What Doesn’t Qualify
You can’t deduct contributions to specific individuals, political candidates or organizations. To be qualify for a tax break, contributions must be to an organization that the IRS considers a qualified entity.
When deducting a charitable contribution, make sure you have the proper documents. You need to file Form 1040 and itemized deductions on Schedule A. To claim a deduction for cash contributions or property valued at $250 or more, you must have documentation such as a bank record, payroll deduction or a written acknowledgement from the organization with the amount of cash donated, a description of any property donated and whether the organization provided any goods or services in return for the contribution.
How to Subtract What Doesn’t Qualify
If you receive any benefits as a result of your charitable contribution, (such as merchandise or tickets to an event), you can only deduct the amount that exceeds the fair market value of the benefit you received.
Putting a Price on Non-Cash Donations
If you donate stock or other non-cash property the IRS tends to value it at fair market value.
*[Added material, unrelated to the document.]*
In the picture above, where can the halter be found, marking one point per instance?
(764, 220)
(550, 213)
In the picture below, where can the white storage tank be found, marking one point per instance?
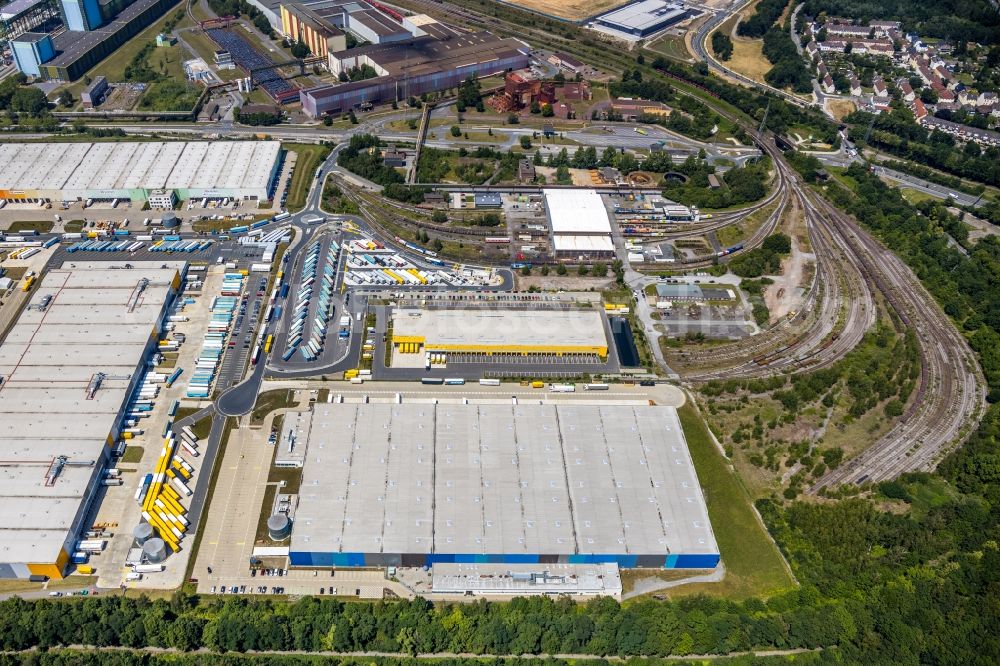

To be eligible for a deduction, clothing and household items must typically be in good condition, and special rules apply for donating a vehicle.
Fill Out the Right Form
If your total noncash contributions for the year is more than $500, you must fill out IRS Form 8283 Noncash Charitable Contributions. You must have written documentation showing the name of the organization, date of the contribution and the amount given.
Taxpayers donating an item or group of similar items valued at more than $5,000 must fill out Section B of Form 8283, which usually requires an appraisal.